Saturday, August 28, 2010
Friday, August 20, 2010
Goals for the next week
i've got a few days off work next week and i want life to take a slower pace. Life has been a real roller-coaster these past few weeks. And i've also been putting my body through the wringer with all the partying (one of the advantages of living in the city). i need to take some time to re-energise. To step away from all the drama and enjoy some simple pleasures.
i'm posting a list of things that i want to do over the next week so that i have to hold myself accountable to them:
*Take an adventure with my camera on foot.
*Listen to something other then Arcade Fire (i've been listening to it over and over). And also maybe listen to some Arcade Fire. Again. heeeee!
*Stroll to a tea room and have cake.
*Laze in the park.
*Enjoy my last week with the Art Mobile (aka my car). It's unlikely to pass it's MOT so i've got to bid goodbye to it :(
*Take photos of the apartment!
*Make a birthday card.
*Edit some photos and upload for printing
*Spend some quality time with my nan.
*Try and find my scrapping mojo.
i also need to sort out some admin for the apartment. i hate that part of being an adult. Urgh!

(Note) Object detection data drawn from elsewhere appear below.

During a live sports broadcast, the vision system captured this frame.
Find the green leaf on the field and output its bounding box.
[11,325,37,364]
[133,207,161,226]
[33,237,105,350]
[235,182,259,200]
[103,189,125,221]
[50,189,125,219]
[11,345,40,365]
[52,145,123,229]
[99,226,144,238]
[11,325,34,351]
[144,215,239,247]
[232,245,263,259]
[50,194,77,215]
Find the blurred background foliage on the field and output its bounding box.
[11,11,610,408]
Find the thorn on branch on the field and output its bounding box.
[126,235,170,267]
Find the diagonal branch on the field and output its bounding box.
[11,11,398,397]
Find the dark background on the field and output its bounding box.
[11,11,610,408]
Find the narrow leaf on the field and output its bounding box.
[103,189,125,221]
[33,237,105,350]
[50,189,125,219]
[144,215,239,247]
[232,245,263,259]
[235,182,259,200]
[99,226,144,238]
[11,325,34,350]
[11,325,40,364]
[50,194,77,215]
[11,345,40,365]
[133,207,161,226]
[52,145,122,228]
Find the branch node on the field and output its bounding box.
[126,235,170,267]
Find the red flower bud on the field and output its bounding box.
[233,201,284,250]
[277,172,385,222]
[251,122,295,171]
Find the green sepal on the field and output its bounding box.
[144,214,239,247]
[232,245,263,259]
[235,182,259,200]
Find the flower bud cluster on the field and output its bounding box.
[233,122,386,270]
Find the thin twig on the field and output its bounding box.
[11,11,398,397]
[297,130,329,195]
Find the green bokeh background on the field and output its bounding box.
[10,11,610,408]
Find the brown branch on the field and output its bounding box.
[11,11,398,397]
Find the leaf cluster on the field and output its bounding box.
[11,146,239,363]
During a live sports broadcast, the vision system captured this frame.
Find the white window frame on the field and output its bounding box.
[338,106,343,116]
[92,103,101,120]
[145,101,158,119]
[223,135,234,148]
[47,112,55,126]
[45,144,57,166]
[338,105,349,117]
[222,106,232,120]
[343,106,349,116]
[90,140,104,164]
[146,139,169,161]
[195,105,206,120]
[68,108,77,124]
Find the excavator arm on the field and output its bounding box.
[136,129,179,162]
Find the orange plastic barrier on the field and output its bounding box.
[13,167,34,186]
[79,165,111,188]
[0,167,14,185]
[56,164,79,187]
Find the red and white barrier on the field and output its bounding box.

And i already have plans for a couple of day trips, so i'm not sure how i'm going to fit it all in!
Monday, August 16, 2010
So True
For you, creativity is first and foremost a form of expression: it creates a special link between the internal and external worlds. It allows you to get a grasp of your powerful emotions, by moulding them into a physical form. In fact, the most important thing for you is to be able to release your emotions. You need to be able to touch them or look at them in concrete form, and to do that you have to find a way to make them come alive. This is how your desires and anxieties take shape. Keeping things bottled up creates a tension that can only be resolved once you have expressed how you feel. This means you have to be strong enough not to let yourself get swept away by chaotic impulses; if you turn your creative urges on everyday life — making a picnic, singing to the baby, choosing what to wear — you can express yourself while staying rooted in reality. Creativity is principally cathartic. It relieves a deep need, an almost primal, archaic impulse. For you, being creative is about having the power to give form to something you feel, to those deep personal issues that are often raw and disorganised. For these reasons you are usually attracted to art that demands physicality, that allows you to express what’s inside, and that unites spontaneity, strength, freedom, power and movement.
I just took this quiz about my creative style, and this is what the results were. Pretty spot on i think. What does creativity mean to you?
I just took this quiz about my creative style, and this is what the results were. Pretty spot on i think. What does creativity mean to you?
Tuesday, August 10, 2010
Distracted
i had a skype date with Katty B last night and she scolded me for my lack of blogging (and actually referred me to my own post stating that now i had internet i would be blogging more regularly! Ooops!). So i just wanted to let you know that i am still here, i'm just not making very much and not taking many pictures, so i don't have much to share with you. i set up my studio space 2 weeks ago but am yet to complete anything in it. i've only ventured into in once and it just felt forced. It's something that i've dreamed of forever but now i have it, i'm just not in the mood to use it. i'm not sure what it is about summer that sucks my creative force, it's always the same. During the winter i have so many grand ideas for the summer, so many pictures i want to take and then it comes and goes without much getting done. i thought with all this newness i would feel inspired but it's had the opposite effect, i'm not sure what to do with myself. None of my usual favourites are happening; picture taking, scrapping or dvd watching. It feels odd and yet i have no desire to partake in any of them, so i am quite comfortable.
There is a lot of life living happening. Concerts, drinks, cinema trips, cooking, baking, trying new foods, random nights out, new people, old friends, laughing, hanging out at the bandstand, watching True Blood, soaking up the sunshine, listening to Arcade Fire, skype chats, phone calls, long text conversations, painting my nails, drama, sleeping, a lot of sleeping. Life is good, it's just different. My heart is very very happy. i hope yours is too.